New Talent Bonga Kwana Ready To Takeover The Industry

One thing we missed during the stringent lockdowns in the last 20 months or so was live music and the vibrancy of a festival. One of these festivals was Basha Uhuru Creative Uprising, where one always walks away having discovered new music or a new artist.
Bonga Kwana was one of those talents that many discovered at this year’s Basha, which again was hosted at Constitution Hill in Braamfontein, Johannesburg. Bonga Kwana was one of the night’s last performers at together with her band and she owned the stage. She gave so much of herself, not only vocally but also in her dance moves.

“I was a dancer, I always loved dancing…I just love entertaining people,” says the former ballerina. She says her love for music began in high school where she was part of the choir and a couple of jazz ensembles. “When I started performing with live bands, I was like ‘hell yea I like this,'” Kwana speaking of her school days which was around 2014 and 2015 when she matriculated. “I earned my tripes since high school.”
Bonga Kwana is an alumni of the Bridges for Music, an NPO which has for years now hosted tours and workshops in disadvantaged communities alongside internationally recognised artists like Ed Sheeran and Black Coffee.

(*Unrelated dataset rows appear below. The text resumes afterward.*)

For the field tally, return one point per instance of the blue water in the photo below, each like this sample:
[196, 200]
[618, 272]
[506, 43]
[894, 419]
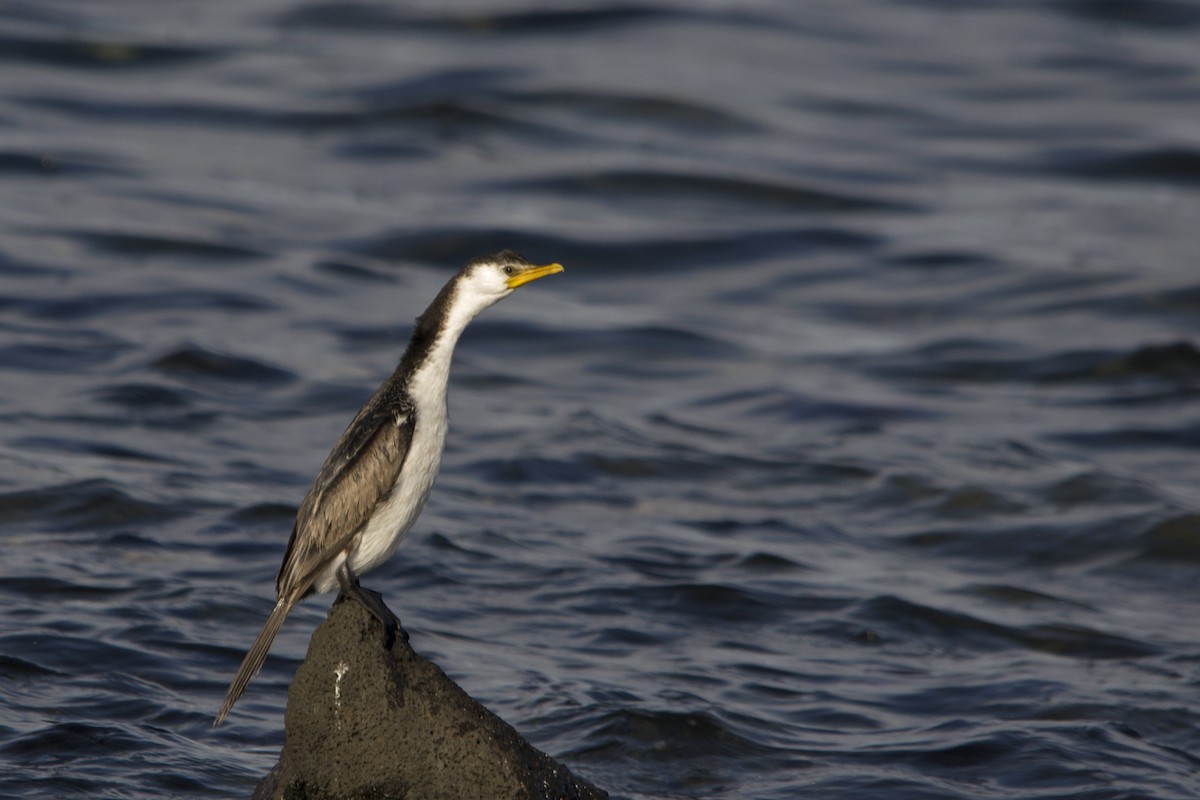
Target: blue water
[853, 456]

Bonga Kwana quips that she is a Nando’s baby because she is a beneficiary of the food chain’s collaboration with Bridges for Music in educating young artists on the business side as well as the creative. “In 2019 I made the decision to join the Bridges for Music Academy. In the first month of joining, just shortly after joining there was an opportunity to be part of the Nando’s music exchange which was in London in 2019.”
Her performance at Basha showed that she is a student of the arts and has she learnt a thing or two while in London.
That performance was just a week before she released her debut project, New Faces to Old Problems on November 5th. Her single Ndifuna Wena featuring Ntsika of The Soil has been getting some airplay.